Le serveur revint avec les boissons et Arturo bu quelques gorgées de sa bière avant de prendre la parole.

  • J'ai peut-être mal interprété ce que j'ai vu mais cela n'excuse pas le fait que tu ne m'aies pas donné de nouvelles de la soirée.
  • Jean m'a appris la diplomatie et j'espérais avoir le courage de commencer à négocier les clauses de notre divorce. Cela m'a demandé beaucoup d'efforts de rester calme et, lorsqu'il est parti, j'étais morte de fatigue et je me suis couchée. Malheureusement pour moi, j'ai eu un sommeil agité avec tous les événements de la journée et je me suis levée tard ce matin. Je pensais que tu comprenais mon besoin de prendre du recul, d'avoir un peu de temps pour moi. Mais Édith m'a dit que tu étais prêt à mettre un terme à notre histoire, comme si Jean avait déjà gagné.
  • Je ne pourrai jamais t'offrir le luxe et le faste auxquels tu as été habituée, grogna-t-il en se reculant contre le dossier de sa chaise.
  • Je n'ai pas choisi cette vie, elle s'est imposée à moi avec la venue d'Annabelle. Le luxe et les privilèges n'ont jamais compensé l'éloignement, sans parler des obligations de représentations qui avaient pour principale fonction de me distraire un peu de mon isolement. J'ai dit à Jean que je ne voulais plus de cette vie, que je m'étais reconstruit une vie ici. C'était plus facile que de lui dire que je ne voulais plus de lui.
  • En disant cela, tu lui laisses croire qu'il a la possibilité de te reconquérir…
  • Non, aucune chance. Il a bouleversé ma tête, mais mon cœur te réclame. Je t'ai déjà raconté que Jean est un homme puissant. Il peut transformer notre séparation en enfer si je n'arrive pas à le convaincre que cette séparation est bonne pour nous deux.

Desserrant ses bras, il appuya ses coudes sur la table.

  • Puisque tout s'explique si facilement, pourquoi ne m'as-tu pas simplement demandé de te rejoindre chez toi ? l'accusa-t-il.

Cette fois, c'était à Ingrid de se reculer sur sa chaise.
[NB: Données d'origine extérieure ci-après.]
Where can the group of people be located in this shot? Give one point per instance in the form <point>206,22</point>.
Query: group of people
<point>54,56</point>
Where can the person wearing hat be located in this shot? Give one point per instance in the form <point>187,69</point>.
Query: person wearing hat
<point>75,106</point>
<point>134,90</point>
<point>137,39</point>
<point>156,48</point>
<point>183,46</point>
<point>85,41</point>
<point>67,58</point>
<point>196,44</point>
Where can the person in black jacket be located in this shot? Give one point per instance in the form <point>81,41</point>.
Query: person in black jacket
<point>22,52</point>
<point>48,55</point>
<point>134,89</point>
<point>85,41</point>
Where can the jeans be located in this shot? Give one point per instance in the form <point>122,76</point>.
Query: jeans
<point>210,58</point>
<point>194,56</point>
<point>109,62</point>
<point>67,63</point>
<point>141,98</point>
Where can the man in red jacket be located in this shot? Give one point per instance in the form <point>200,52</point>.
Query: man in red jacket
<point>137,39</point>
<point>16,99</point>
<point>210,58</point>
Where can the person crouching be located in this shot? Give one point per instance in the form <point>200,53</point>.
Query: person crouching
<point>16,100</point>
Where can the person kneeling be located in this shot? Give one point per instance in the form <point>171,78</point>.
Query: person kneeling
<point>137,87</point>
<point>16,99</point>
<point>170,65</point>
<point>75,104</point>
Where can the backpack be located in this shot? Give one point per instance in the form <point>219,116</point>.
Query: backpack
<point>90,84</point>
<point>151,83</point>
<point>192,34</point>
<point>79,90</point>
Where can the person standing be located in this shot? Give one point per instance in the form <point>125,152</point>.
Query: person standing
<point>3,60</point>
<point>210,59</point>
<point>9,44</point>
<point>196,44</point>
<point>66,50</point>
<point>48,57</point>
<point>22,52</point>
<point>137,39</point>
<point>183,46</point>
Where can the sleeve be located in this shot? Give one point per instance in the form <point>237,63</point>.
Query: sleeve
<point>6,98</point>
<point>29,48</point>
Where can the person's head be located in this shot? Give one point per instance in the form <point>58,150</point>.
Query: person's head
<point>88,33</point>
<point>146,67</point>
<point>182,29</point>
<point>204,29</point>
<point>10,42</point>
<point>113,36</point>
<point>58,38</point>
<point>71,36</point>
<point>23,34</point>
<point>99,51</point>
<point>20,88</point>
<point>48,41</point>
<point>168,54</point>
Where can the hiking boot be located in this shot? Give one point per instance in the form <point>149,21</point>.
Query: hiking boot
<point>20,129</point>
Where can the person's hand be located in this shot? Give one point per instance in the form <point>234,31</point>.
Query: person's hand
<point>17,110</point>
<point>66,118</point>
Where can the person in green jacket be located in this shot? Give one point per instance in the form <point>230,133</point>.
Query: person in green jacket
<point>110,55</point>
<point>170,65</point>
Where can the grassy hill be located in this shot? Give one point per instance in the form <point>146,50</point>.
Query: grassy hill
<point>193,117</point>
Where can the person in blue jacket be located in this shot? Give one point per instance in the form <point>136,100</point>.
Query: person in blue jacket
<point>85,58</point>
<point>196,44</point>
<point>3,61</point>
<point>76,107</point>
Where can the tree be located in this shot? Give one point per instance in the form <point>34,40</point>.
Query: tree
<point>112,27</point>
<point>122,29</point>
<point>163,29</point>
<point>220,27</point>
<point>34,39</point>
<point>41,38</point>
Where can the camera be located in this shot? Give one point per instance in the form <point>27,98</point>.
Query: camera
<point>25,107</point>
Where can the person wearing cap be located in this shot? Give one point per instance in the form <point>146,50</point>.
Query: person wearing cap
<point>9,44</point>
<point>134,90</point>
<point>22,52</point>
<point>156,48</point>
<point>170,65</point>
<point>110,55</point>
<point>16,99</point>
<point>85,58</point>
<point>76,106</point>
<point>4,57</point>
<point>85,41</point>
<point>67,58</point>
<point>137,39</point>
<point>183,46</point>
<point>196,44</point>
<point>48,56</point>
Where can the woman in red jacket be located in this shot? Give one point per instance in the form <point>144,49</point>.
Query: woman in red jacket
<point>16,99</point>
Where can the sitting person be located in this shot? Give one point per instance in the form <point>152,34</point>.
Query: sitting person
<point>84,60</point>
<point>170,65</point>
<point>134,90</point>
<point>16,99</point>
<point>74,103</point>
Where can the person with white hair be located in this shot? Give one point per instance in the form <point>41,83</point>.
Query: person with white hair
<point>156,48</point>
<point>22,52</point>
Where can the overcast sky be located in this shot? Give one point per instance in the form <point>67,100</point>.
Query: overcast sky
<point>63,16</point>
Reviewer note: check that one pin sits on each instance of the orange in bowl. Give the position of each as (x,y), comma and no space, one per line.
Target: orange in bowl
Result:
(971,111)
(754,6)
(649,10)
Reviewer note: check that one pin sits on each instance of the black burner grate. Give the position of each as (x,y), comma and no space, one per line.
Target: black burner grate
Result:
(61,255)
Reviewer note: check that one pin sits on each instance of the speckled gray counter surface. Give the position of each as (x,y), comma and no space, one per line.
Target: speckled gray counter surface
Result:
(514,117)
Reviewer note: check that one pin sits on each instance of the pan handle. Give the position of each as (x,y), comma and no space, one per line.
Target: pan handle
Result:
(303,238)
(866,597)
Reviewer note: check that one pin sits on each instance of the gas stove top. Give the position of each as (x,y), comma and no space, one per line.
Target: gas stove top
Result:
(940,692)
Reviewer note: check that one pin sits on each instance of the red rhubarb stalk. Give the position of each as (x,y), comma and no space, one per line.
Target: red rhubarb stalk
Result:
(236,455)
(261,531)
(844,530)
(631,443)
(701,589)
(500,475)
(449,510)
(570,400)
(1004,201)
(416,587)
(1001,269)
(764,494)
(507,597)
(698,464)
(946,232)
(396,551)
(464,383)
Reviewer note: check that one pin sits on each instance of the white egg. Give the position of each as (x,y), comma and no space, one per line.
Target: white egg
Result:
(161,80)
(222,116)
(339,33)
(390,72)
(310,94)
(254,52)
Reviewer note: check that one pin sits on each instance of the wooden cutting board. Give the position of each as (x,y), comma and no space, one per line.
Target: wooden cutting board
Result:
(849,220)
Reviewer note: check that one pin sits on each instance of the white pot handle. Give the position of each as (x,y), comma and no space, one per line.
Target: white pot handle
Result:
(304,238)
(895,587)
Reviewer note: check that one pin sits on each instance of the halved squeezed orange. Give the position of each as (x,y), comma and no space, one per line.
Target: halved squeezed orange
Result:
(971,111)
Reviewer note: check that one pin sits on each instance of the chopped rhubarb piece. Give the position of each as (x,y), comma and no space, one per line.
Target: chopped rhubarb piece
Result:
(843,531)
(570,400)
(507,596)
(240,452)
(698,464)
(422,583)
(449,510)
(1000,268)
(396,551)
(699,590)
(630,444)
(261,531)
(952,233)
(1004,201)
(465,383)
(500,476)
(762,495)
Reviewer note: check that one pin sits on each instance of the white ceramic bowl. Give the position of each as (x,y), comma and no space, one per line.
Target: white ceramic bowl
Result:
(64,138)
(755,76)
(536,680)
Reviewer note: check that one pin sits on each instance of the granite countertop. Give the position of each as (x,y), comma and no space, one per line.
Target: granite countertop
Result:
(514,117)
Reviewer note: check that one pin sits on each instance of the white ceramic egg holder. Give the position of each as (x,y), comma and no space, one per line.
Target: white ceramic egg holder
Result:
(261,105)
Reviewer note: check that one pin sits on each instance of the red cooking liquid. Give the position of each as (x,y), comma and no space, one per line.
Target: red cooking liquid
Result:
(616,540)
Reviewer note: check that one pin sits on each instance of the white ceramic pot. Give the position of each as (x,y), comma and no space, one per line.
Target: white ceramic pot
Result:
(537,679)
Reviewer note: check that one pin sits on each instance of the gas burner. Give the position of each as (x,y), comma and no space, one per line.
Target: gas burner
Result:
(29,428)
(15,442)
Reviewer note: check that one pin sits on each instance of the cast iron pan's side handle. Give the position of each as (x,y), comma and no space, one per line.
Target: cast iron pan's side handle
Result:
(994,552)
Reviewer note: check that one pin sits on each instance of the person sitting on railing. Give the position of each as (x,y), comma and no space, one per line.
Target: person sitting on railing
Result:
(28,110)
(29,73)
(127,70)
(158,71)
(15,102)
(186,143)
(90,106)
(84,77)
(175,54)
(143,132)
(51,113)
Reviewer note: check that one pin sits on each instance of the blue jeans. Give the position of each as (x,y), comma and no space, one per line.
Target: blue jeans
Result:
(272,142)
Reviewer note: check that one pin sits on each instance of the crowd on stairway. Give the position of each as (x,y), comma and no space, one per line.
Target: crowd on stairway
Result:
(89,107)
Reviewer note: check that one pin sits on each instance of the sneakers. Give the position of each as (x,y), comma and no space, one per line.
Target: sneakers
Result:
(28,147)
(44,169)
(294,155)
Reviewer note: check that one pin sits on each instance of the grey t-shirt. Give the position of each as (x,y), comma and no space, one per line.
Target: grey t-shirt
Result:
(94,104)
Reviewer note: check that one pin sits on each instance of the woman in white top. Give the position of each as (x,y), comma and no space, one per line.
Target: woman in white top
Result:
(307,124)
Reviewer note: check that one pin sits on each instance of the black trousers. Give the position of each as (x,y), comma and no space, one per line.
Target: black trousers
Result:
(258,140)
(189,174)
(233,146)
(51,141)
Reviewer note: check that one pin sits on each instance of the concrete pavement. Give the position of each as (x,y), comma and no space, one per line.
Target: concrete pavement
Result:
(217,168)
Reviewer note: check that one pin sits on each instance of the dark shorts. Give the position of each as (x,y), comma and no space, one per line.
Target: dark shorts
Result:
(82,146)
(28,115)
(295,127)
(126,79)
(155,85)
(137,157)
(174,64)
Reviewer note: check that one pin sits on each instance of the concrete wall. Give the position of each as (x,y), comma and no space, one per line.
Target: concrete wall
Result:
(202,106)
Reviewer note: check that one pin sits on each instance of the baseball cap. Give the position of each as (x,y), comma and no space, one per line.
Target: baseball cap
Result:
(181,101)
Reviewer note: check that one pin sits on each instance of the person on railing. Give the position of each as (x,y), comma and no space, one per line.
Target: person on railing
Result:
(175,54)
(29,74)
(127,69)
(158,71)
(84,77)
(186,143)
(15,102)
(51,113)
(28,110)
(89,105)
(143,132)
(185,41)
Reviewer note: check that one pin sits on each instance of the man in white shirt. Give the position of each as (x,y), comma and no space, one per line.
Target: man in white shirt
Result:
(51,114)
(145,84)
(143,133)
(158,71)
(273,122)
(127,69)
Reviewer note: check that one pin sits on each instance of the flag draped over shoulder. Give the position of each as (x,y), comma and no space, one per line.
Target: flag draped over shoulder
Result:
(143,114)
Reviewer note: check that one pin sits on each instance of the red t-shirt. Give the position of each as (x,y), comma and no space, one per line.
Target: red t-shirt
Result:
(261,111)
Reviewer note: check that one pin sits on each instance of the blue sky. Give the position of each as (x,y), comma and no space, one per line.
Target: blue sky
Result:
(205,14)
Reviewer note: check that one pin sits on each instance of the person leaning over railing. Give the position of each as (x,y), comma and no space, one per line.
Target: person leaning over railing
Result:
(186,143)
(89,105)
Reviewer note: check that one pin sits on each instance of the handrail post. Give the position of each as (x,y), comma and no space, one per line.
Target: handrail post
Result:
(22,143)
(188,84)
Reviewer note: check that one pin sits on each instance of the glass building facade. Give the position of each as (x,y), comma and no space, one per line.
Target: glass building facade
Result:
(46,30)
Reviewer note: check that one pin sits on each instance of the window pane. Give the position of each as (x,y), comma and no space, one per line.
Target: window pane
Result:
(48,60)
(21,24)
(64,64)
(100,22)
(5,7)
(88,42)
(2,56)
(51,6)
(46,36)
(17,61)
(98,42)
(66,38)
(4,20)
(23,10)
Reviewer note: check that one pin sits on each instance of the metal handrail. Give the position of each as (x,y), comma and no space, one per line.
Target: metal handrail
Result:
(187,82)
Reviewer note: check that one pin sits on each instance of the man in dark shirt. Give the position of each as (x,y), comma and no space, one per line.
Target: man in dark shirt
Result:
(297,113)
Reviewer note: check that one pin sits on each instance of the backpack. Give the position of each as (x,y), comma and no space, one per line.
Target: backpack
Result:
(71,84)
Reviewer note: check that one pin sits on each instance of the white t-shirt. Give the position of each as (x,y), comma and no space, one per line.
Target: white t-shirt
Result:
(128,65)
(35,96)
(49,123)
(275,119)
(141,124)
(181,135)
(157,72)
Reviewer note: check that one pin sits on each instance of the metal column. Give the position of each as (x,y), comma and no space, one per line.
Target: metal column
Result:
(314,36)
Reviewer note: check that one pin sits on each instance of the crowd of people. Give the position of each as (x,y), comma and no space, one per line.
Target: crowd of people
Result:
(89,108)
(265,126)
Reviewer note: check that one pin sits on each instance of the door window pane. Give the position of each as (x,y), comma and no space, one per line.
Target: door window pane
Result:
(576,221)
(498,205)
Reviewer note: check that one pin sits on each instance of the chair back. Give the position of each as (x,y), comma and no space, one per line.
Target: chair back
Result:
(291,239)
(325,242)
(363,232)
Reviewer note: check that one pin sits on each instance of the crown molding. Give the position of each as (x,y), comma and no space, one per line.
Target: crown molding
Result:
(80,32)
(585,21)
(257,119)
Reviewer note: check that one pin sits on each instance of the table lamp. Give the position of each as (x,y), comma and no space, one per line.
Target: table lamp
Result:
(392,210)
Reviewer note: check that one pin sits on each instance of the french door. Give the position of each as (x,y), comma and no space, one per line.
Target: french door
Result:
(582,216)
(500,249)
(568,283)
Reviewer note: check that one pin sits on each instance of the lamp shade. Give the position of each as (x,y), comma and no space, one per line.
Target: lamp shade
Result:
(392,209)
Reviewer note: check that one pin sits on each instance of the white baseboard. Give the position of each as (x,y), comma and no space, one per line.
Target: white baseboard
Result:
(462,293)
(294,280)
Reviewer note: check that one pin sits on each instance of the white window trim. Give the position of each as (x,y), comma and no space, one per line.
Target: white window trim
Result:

  • J'avais besoin du temps du trajet pour penser à nos possibilités d'avenir. Ce que j'ai dit à Jean est également valable pour toi qui vit en Algarve. Je ne veux plus quitter mon pays, je suis restée loin trop longtemps. Mais je suis prête à prendre des risques pour nous offrir un avenir tous les deux, même si cela va être difficile pour moi de me répéter que tu n'es pas comme Jean. J'ai envie de te croire quand tu me dis que, tant que tu seras avec moi, il n'y aura personne d'autre. Cela ne sera pas facile mais je suis maintenant prête à prendre le risque. Le bonheur que je ressens quand je suis avec toi vaut la peine que je prenne des risques. Mais j'ai aussi besoin que tu me comprennes et que tu me laisses avancer à mon rythme.
  • Et moi, je ne suis pas sûr de vouloir une telle vie avec une personne fuyante et qui ne me fait pas confiance. Édith est accueillante, son canapé l'est beaucoup moins. J'aurais pu comprendre si tu m'avais envoyé juste un petit message, mais rien...

Sur ces paroles, il se leva, laissant Ingrid seule avec un grand froid qui le soleil ne pouvait pas réchauffer.